From b3ba4991425e775b077e156062ad8d25fee06421 Mon Sep 17 00:00:00 2001
From: =?UTF-8?q?Fatih=20Burak=20Karag=C3=B6z?= <fatihburak@pm.me>
Date: Tue, 12 May 2026 02:48:39 +0300
Subject: [PATCH 15/15] html table debugged

---
 docker-compose.yml                    |  1 +
 ocr-model/Dockerfile                  |  2 +-
 ocr_pipeline/services/startup.py      |  2 +-
 ocr_pipeline/services/text_cleaner.py | 35 +++++++++++++++++++++++++++
 ocr_pipeline/static/js/app.js         | 33 +++++++++++++++++++++----
 tests/test_gpu_first_runtime.py       | 27 +++++++++++++++++++++
 tests/test_text_cleaner.py            | 24 ++++++++++++++++++
 7 files changed, 117 insertions(+), 7 deletions(-)
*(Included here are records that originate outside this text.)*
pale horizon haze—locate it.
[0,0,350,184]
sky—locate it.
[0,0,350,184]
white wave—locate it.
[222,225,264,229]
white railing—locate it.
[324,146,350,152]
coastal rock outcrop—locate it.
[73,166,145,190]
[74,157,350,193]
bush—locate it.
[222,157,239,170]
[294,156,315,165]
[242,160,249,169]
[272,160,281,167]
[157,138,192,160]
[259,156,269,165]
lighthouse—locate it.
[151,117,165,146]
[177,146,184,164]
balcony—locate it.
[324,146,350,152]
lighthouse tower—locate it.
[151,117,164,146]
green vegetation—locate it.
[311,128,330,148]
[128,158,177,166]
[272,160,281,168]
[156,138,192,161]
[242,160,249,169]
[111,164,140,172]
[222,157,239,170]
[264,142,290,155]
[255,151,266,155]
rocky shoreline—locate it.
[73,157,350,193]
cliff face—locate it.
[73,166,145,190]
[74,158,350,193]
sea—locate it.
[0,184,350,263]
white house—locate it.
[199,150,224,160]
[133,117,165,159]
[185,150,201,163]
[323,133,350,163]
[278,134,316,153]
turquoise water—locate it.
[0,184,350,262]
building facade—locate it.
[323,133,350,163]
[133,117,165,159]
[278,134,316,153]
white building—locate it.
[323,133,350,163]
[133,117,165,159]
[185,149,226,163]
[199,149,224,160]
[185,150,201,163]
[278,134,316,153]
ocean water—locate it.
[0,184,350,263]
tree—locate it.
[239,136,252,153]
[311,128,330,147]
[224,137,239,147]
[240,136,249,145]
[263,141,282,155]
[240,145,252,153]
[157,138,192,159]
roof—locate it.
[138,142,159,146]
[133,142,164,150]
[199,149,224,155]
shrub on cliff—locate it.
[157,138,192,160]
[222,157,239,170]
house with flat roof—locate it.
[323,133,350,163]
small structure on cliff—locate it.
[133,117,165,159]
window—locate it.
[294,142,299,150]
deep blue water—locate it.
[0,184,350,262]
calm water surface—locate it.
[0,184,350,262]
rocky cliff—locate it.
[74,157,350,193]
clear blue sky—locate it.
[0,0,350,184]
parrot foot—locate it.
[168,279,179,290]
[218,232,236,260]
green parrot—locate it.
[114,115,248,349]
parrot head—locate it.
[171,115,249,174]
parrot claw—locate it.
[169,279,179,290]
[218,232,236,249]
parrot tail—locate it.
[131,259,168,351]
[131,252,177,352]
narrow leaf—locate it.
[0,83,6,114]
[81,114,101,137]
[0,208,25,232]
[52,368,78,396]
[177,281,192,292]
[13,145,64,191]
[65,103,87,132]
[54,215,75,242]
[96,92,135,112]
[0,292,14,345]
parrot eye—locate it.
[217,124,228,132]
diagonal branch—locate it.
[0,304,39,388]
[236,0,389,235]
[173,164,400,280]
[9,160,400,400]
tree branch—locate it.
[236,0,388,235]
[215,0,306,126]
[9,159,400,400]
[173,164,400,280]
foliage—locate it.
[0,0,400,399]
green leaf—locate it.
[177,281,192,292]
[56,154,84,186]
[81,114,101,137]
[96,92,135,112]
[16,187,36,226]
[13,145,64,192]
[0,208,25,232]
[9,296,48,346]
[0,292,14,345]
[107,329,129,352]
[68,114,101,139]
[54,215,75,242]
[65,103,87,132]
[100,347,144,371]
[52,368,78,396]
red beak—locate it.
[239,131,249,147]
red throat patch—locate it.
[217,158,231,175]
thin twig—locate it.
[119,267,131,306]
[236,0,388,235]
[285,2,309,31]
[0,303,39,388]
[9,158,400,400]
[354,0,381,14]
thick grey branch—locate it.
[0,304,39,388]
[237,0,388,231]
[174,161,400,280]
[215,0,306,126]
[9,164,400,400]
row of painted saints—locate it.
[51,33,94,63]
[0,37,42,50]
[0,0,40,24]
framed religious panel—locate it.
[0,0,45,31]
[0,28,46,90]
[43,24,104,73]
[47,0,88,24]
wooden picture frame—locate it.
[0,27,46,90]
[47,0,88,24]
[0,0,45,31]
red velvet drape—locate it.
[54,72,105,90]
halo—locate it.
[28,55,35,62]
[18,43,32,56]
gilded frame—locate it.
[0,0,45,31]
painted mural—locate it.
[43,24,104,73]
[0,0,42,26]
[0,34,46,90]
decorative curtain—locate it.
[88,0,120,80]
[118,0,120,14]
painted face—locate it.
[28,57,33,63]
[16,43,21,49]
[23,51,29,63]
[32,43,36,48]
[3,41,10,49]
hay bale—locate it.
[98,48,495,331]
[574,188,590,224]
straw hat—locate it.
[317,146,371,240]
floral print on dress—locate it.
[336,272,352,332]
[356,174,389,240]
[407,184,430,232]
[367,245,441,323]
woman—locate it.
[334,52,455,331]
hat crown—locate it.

diff --git a/docker-compose.yml b/docker-compose.yml
index fdf433f..509f8c2 100644
--- a/docker-compose.yml
+++ b/docker-compose.yml
@@ -5,6 +5,7 @@ services:
   ocr-model:
     build: ./ocr-model
     runtime: nvidia
+    ipc: host
     restart: unless-stopped
     environment:
       - NVIDIA_VISIBLE_DEVICES=all
diff --git a/ocr-model/Dockerfile b/ocr-model/Dockerfile
index f75ea02..809f827 100644
--- a/ocr-model/Dockerfile
+++ b/ocr-model/Dockerfile
@@ -1,4 +1,4 @@
-FROM vllm/vllm-openai:latest
+FROM vllm/vllm-openai:cu129-nightly
 ENTRYPOINT ["python3", "-m", "vllm.entrypoints.openai.api_server"]
 CMD [ \
     "--model", "deepseek-ai/DeepSeek-OCR-2", \
diff --git a/ocr_pipeline/services/startup.py b/ocr_pipeline/services/startup.py
index 1c43f81..527e2e2 100644
--- a/ocr_pipeline/services/startup.py
+++ b/ocr_pipeline/services/startup.py
@@ -53,7 +53,7 @@ async def wait_for_model_server() -> bool:
                     )
                     await asyncio.sleep(interval)
                     continue
-            except (httpx.ConnectError, httpx.ReadTimeout, httpx.ConnectTimeout) as exc:
+            except httpx.HTTPError as exc:
                 model_readiness.error = f"connection failed ({type(exc).__name__})"
                 logger.info(
                     "Model server not reachable yet (%s)", model_readiness.error
diff --git a/ocr_pipeline/services/text_cleaner.py b/ocr_pipeline/services/text_cleaner.py
index 0636323..65c1a38 100644
--- a/ocr_pipeline/services/text_cleaner.py
+++ b/ocr_pipeline/services/text_cleaner.py
@@ -1,3 +1,4 @@
+import html
 import re
 import unicodedata
 
@@ -43,6 +44,15 @@ class TextCleaner:
 
     # End-of-line soft hyphens: "word-\n" or "word- \n" followed by continuation
     _HYPHEN_RE = re.compile(r"(\w)- ?\n(\w)")
+    _TABLE_RE = re.compile(r"<table\b[^>]*>.*?</table>", re.IGNORECASE | re.DOTALL)
+    _ROW_RE = re.compile(r"<tr\b[^>]*>(.*?)</tr>", re.IGNORECASE | re.DOTALL)
+    _CELL_RE = re.compile(r"<t[dh]\b[^>]*>(.*?)</t[dh]>", re.IGNORECASE | re.DOTALL)
+    _BR_RE = re.compile(r"<br\s*/?>", re.IGNORECASE)
+    _PARA_END_RE = re.compile(r"</(?:p|div|h[1-6])\s*>", re.IGNORECASE)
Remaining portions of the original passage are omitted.